Effectiveness of bone density screening for osteoporosis – adapted from the British Medical Journal 1996;312;1254-9

Effectiveness of bone density screening for osteoporosis – adapted from the British Medical Journal 1996;312;1254-9 – Tips from Other Journals

The World Health Organization has estimated that 30 percent of all post-menopausal women have osteoporosis, as defined by bone mineral density more than 2.5 standard deviations below the mean for young healthy adult women. Postmenopausal osteoporosis leads to significant mortality, morbidity, and millions of dollars in health care and other costs. Therefore, a screening test to identify those at greatest risk of serious outcome could be a significant advance. Marshall and colleagues conducted a meta-analysis of prospective cohort studies to determine if bone density measurements could predict later fractures in postmenopausal women.

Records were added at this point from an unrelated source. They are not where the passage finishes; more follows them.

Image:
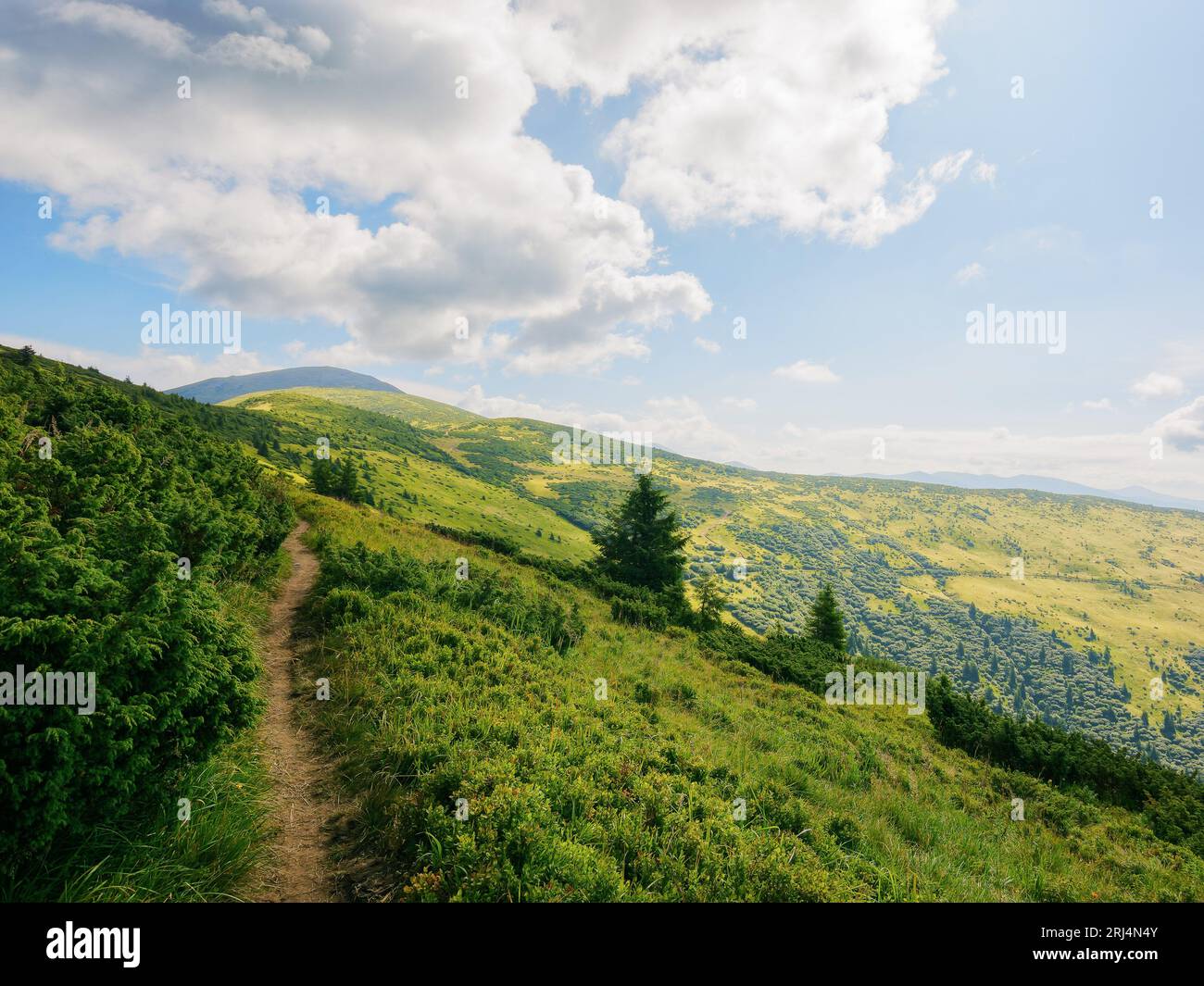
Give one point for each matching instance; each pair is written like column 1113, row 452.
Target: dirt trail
column 301, row 870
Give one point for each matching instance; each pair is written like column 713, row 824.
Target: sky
column 757, row 232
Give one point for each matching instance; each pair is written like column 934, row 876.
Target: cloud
column 249, row 17
column 770, row 111
column 473, row 221
column 970, row 273
column 257, row 53
column 739, row 404
column 1155, row 384
column 807, row 372
column 313, row 40
column 163, row 37
column 985, row 172
column 1184, row 428
column 160, row 368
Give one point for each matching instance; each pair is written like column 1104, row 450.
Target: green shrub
column 1172, row 803
column 89, row 541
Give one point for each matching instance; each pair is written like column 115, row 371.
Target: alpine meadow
column 546, row 452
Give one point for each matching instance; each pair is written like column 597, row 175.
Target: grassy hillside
column 445, row 690
column 1111, row 596
column 501, row 737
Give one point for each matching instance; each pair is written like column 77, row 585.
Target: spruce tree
column 825, row 621
column 642, row 542
column 710, row 604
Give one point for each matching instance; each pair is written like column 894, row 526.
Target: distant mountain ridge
column 217, row 389
column 967, row 481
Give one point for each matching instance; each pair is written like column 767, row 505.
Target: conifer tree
column 642, row 542
column 825, row 621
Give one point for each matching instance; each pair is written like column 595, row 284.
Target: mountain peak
column 217, row 389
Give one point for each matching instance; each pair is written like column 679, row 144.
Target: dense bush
column 89, row 541
column 1172, row 803
column 785, row 656
column 405, row 580
column 639, row 610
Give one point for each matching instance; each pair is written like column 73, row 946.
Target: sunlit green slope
column 691, row 778
column 1098, row 624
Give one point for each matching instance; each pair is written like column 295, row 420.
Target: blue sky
column 1050, row 209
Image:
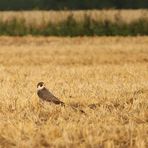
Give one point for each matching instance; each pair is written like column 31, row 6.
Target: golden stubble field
column 109, row 71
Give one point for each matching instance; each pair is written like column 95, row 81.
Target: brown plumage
column 45, row 95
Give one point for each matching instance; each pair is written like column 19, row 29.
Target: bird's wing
column 48, row 96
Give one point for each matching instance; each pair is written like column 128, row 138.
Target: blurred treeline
column 72, row 27
column 71, row 4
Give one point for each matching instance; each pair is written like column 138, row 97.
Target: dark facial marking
column 40, row 84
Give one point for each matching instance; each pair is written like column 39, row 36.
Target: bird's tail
column 62, row 103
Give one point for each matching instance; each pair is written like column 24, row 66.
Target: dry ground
column 109, row 71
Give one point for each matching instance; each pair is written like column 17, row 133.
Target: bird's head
column 40, row 86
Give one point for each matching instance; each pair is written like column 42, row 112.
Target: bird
column 45, row 95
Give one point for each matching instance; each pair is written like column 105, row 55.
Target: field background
column 109, row 71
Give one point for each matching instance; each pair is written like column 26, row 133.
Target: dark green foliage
column 71, row 27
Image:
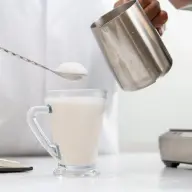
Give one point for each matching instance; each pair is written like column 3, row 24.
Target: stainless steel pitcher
column 132, row 46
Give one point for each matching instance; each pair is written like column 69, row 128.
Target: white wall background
column 145, row 114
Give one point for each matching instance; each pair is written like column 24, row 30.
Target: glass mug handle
column 32, row 114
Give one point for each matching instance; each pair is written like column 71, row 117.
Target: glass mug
column 76, row 118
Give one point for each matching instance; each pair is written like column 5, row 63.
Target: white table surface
column 122, row 173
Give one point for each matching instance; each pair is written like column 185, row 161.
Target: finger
column 160, row 19
column 153, row 10
column 145, row 3
column 118, row 3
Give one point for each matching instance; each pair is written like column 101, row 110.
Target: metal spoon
column 68, row 76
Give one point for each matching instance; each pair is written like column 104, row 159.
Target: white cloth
column 50, row 32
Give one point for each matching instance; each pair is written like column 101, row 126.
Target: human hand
column 152, row 8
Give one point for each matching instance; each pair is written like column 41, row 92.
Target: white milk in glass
column 76, row 124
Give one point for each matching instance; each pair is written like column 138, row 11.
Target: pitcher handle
column 32, row 114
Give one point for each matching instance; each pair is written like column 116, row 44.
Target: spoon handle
column 24, row 59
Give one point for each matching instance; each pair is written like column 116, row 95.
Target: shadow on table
column 176, row 178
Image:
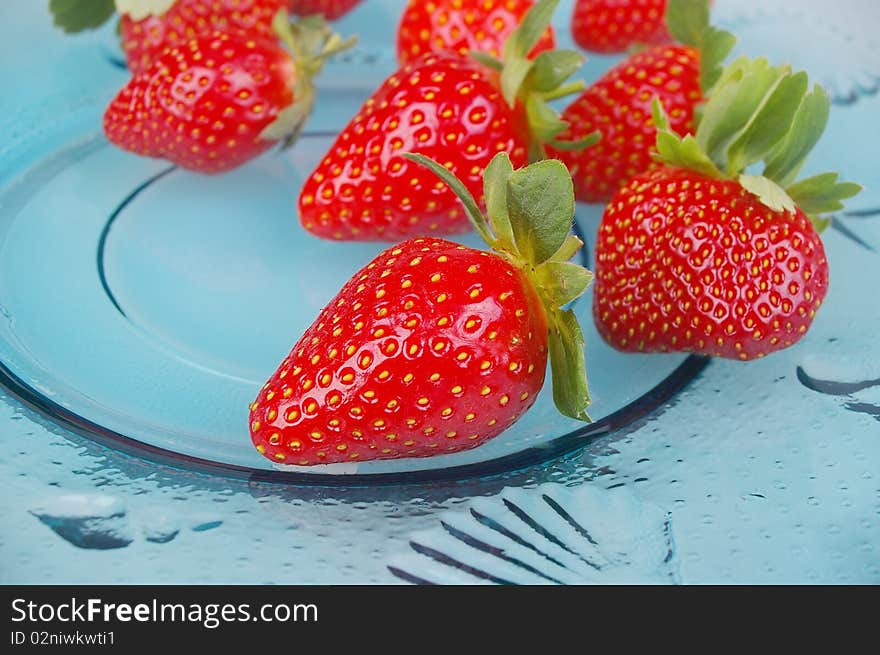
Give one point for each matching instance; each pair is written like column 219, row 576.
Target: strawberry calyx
column 535, row 82
column 689, row 23
column 311, row 42
column 758, row 113
column 528, row 221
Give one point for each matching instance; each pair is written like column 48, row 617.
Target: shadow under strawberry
column 845, row 389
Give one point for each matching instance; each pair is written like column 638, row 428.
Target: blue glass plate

A search of both formal and informal data sources identified 11 studies published from 1985 to 1994 that met scientific criteria and were included in the study. These prospective cohort studies covered approximately 90,000 women-years of follow-up and more than 2,000 fractures. Eight case-control studies of hip fractures published between 1990 and 1994 were also included for comparative purposes.

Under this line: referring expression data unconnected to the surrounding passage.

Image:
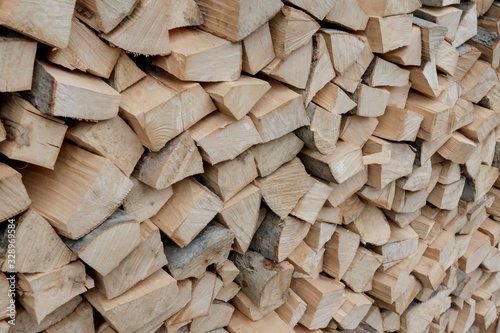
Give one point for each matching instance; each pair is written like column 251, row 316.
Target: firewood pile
column 249, row 166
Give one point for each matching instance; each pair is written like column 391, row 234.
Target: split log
column 18, row 54
column 100, row 62
column 138, row 306
column 187, row 212
column 211, row 246
column 264, row 282
column 31, row 136
column 143, row 261
column 35, row 20
column 82, row 212
column 192, row 46
column 43, row 293
column 148, row 104
column 59, row 92
column 147, row 18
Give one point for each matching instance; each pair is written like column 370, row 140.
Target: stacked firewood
column 249, row 166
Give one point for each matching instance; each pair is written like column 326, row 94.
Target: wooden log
column 348, row 15
column 212, row 132
column 30, row 135
column 35, row 20
column 91, row 98
column 128, row 35
column 264, row 282
column 241, row 215
column 80, row 320
column 323, row 296
column 193, row 45
column 143, row 261
column 43, row 293
column 292, row 310
column 100, row 62
column 227, row 178
column 211, row 246
column 277, row 238
column 340, row 252
column 187, row 212
column 18, row 53
column 290, row 29
column 284, row 187
column 258, row 50
column 82, row 212
column 143, row 201
column 401, row 163
column 39, row 249
column 147, row 104
column 135, row 308
column 228, row 96
column 125, row 73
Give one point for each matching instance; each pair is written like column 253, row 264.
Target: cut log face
column 102, row 187
column 187, row 212
column 39, row 248
column 100, row 62
column 30, row 135
column 211, row 246
column 121, row 312
column 195, row 47
column 264, row 282
column 43, row 293
column 143, row 261
column 18, row 54
column 120, row 232
column 54, row 89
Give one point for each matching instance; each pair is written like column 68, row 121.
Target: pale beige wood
column 290, row 29
column 359, row 275
column 101, row 189
column 125, row 73
column 258, row 50
column 36, row 20
column 135, row 308
column 235, row 99
column 59, row 92
column 227, row 178
column 278, row 237
column 39, row 249
column 148, row 103
column 211, row 246
column 278, row 103
column 143, row 261
column 191, row 50
column 283, row 188
column 100, row 62
column 18, row 54
column 148, row 18
column 30, row 135
column 353, row 310
column 292, row 310
column 340, row 252
column 478, row 81
column 111, row 138
column 187, row 212
column 241, row 215
column 323, row 297
column 344, row 163
column 79, row 321
column 45, row 292
column 214, row 131
column 347, row 14
column 435, row 114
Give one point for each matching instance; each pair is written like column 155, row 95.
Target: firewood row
column 249, row 166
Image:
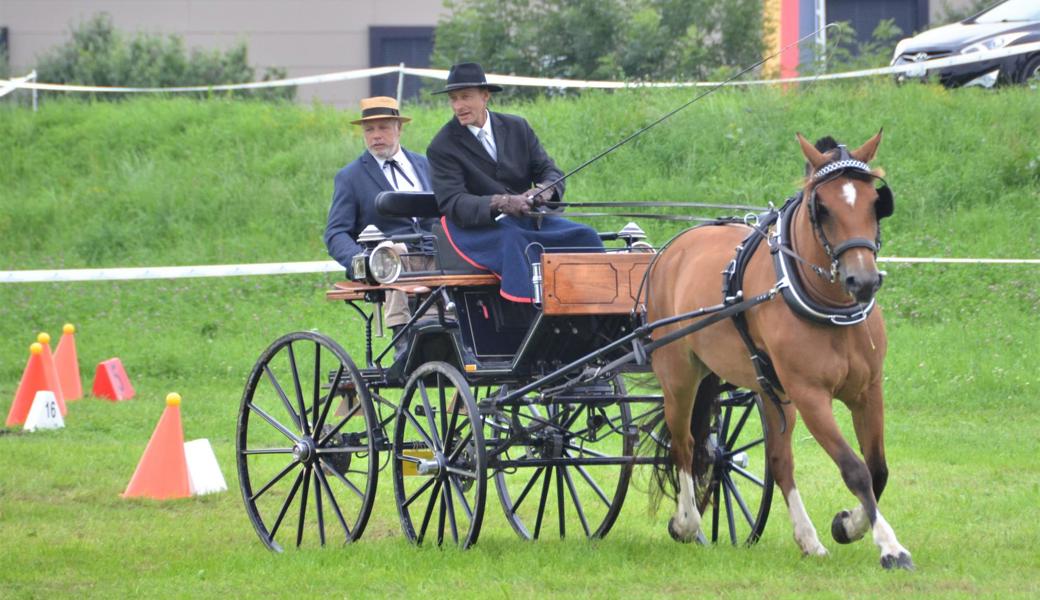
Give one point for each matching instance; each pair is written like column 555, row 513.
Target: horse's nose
column 863, row 286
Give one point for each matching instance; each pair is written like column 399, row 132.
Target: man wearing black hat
column 490, row 173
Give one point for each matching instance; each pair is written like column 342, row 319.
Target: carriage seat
column 423, row 205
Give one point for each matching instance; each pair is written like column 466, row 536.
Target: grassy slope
column 177, row 182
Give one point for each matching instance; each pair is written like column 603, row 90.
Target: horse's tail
column 664, row 478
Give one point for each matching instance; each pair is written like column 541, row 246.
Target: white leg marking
column 884, row 537
column 856, row 524
column 849, row 190
column 805, row 533
column 687, row 520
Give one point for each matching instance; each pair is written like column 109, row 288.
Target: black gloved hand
column 511, row 204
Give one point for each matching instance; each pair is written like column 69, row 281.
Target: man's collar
column 487, row 125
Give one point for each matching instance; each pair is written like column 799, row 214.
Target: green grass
column 158, row 182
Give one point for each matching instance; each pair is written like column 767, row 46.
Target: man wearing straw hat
column 385, row 165
column 491, row 175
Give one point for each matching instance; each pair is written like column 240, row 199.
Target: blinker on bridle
column 883, row 207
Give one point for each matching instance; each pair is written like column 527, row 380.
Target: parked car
column 1009, row 23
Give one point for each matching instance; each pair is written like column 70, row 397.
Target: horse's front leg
column 816, row 413
column 782, row 466
column 867, row 415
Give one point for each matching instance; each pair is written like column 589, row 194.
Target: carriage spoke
column 316, row 392
column 462, row 498
column 541, row 505
column 745, row 447
column 277, row 478
column 332, row 500
column 285, row 398
column 349, row 413
column 716, row 509
column 739, row 499
column 592, row 483
column 438, row 445
column 560, row 502
column 729, row 513
column 342, row 477
column 523, row 494
column 274, row 422
column 446, row 499
column 303, row 505
column 418, row 492
column 577, row 501
column 319, row 424
column 739, row 425
column 285, row 505
column 317, row 507
column 430, row 512
column 748, row 475
column 299, row 389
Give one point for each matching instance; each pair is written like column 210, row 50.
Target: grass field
column 176, row 182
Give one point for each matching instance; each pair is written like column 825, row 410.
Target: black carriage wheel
column 734, row 503
column 563, row 490
column 439, row 460
column 307, row 445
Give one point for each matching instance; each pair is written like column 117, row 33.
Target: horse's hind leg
column 679, row 381
column 815, row 411
column 851, row 525
column 782, row 466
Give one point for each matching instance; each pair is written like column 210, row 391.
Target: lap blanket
column 502, row 248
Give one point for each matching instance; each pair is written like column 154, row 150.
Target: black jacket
column 465, row 177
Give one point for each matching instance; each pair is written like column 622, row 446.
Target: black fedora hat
column 467, row 75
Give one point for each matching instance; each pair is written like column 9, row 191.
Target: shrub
column 99, row 54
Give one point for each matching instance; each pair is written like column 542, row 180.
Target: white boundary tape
column 917, row 69
column 81, row 275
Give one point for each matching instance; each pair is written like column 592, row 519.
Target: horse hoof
column 837, row 528
column 699, row 537
column 897, row 562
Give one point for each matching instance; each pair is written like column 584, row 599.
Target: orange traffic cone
column 33, row 380
column 162, row 471
column 67, row 363
column 53, row 383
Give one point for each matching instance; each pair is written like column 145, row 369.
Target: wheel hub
column 304, row 450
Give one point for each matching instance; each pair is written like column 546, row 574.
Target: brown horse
column 815, row 356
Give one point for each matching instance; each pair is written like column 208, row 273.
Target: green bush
column 99, row 54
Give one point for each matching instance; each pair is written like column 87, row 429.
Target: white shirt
column 487, row 128
column 406, row 165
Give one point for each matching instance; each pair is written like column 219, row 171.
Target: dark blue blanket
column 508, row 246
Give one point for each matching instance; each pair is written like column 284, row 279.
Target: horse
column 820, row 336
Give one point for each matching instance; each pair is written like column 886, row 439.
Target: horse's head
column 846, row 210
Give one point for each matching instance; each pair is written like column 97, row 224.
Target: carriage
column 548, row 402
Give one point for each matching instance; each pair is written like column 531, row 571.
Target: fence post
column 400, row 81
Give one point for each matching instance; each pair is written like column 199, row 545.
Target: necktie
column 483, row 136
column 394, row 168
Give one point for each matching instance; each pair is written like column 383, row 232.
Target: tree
column 629, row 40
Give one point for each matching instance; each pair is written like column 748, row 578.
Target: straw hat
column 380, row 107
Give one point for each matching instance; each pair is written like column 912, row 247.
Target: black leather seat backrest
column 407, row 204
column 448, row 260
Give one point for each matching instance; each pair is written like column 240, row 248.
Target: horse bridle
column 883, row 207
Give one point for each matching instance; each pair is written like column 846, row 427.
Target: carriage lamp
column 370, row 238
column 634, row 238
column 385, row 264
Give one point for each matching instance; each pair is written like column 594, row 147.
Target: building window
column 387, row 46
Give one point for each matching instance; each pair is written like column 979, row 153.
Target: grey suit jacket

Compared with other bone density measurements, measurements of the spine and hip appeared to have better ability to predict future fractures at those sites, but overall this measurement did not appear suitable for a population screening tool. The authors believe that using bone density measurements alone to predict fractures is comparable with using blood pressure measurements to predict stroke (that is, abnormal measurements can predict risk but cannot identify individuals who will progress to the catastrophic outcome). The wide area of overlap in the bone densities of patients who suffer a fracture and those who do not make bone density measurement suitable at best for very selective screening.

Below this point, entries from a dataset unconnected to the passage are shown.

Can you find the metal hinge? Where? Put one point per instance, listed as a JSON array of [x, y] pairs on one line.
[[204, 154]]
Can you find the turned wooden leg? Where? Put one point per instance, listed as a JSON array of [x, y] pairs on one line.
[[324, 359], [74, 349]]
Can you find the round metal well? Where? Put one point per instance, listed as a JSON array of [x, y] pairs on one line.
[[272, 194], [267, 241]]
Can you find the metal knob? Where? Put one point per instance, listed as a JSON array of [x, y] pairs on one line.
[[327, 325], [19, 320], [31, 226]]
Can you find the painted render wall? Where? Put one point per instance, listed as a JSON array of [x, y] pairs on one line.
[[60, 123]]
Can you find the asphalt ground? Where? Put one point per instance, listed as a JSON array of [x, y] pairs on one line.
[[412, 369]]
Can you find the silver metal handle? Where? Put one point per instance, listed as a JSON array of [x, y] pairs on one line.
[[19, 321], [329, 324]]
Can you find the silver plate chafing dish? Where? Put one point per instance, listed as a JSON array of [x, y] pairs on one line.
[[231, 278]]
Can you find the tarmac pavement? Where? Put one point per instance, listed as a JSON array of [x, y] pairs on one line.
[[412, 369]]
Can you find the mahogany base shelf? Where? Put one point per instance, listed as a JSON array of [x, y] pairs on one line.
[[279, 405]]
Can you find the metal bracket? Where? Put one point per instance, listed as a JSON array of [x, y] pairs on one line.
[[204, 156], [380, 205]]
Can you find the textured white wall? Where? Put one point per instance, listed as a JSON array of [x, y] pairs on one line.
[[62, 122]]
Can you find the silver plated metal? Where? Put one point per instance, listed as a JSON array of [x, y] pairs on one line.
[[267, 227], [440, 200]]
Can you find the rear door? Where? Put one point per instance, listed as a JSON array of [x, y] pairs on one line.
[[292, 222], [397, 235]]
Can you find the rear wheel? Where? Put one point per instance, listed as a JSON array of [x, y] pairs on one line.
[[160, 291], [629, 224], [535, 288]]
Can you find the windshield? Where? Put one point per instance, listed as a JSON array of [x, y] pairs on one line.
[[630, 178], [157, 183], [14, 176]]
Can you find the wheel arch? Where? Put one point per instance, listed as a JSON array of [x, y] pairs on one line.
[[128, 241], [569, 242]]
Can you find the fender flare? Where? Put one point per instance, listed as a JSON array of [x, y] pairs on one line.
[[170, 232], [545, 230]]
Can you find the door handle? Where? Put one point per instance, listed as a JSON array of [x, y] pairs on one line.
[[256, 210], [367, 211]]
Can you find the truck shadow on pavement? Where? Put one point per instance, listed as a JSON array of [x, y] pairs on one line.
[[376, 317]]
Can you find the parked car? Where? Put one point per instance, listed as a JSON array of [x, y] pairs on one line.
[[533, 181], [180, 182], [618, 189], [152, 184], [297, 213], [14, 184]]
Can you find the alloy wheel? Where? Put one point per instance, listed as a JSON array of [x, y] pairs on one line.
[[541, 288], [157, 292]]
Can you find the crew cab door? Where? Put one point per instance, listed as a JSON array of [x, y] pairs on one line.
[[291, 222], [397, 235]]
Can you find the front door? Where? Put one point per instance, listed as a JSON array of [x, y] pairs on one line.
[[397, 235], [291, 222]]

The authors conclude that firm recommendations cannot be made about selective screening because too little is known about the practical aspects of screening programs, including compliance rates for treatment and for attending a screening program, as well as the efficacy of treatments. (Marshall D, et al. Meta-analysis of how well measures of bone mineral density predict occurrence of osteoporotic fractures. BMJ 1996;312:1254 9.)